Manga Kink Molière moodboards

 A mood board is a useful design tool. When I was an undergraduate in the 1990s, we made these as collages using stacks of old magazines, scissors, & glue. Those became digital Photoshop collages, then Pinterest boards, then Canva collages. 

Basically you create a composite of imagery that evokes the mood you’re cultivating. This is not where you’re doing research—I remember a classmate made a great mood board that included photos of fried chicken, corn, and opulent pearl necklaces. Wish I could remember what show it was for. 
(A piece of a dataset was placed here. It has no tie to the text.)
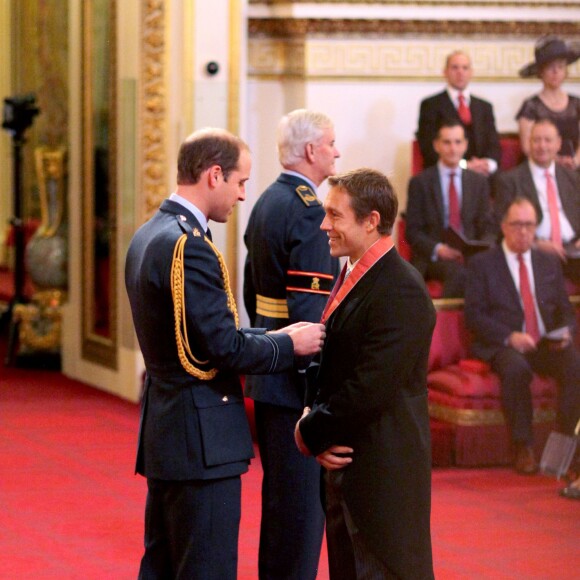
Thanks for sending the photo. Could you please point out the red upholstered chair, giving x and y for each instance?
(465, 395)
(511, 151)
The Pinterest board linked in my post on color palette generation began as a mood board pinboard. As the conceptual discussions progressed, I weeded the images included on that board to create the final color palette board in its current incarnation. I found this process more efficient and streamlined than the old-school paste-up collage method, which was fun but difficult to revise without creating an all new board, nevermind the difficulty of sharing it with other creative team members, even living in the same town.

Mood board generation is something I keep coming across suggested as a “delegatable” project AI could do, which feels like a suggestion from someone who has no idea the purpose a mood board is supposed to serve (at least in this context), and who has never created one themself.

Nevertheless, I decided to give it a go. A mood board is specifically helpful with visualizing complex production concepts, like the “Bollywood Jane Austen” example mentioned in that color palette post. I decided I would try a similar kind of aesthetic mashup, “manga kink Molière.”

Copilot generated these mood boards for me:




They’re compelling, but are peppered with odd elements like grids and pies of what would be swatches of colors, prints, or textures.. 

Also, the content appears to all be AI-generated images, rather than pulled from actual manga, actual kink media, or any literal historical imagery like paintings from Molière‘s era, Or related visual references, like images of Commedia dell’Arte characters/masks.

The argument could be made that my prompt needs to be refined to include more specific information about what the mood board should contain, but honestly, I think I would just import these graphics into Canva, erase the superfluous elements, and paste anything I found aesthetically appealing into a mood board I created as a digital collage from other research images I would’ve had to track down as well.

On a related note, I would absolutely love to work on a show with this concept. I’ve been part of the team on several Molière plays & made some cool costumes for them, but generally found the source material out of touch and frivolous. If those comedic, patriarchical plots and stock characters were placed within the context of a kink scene, it would all make so much more sense.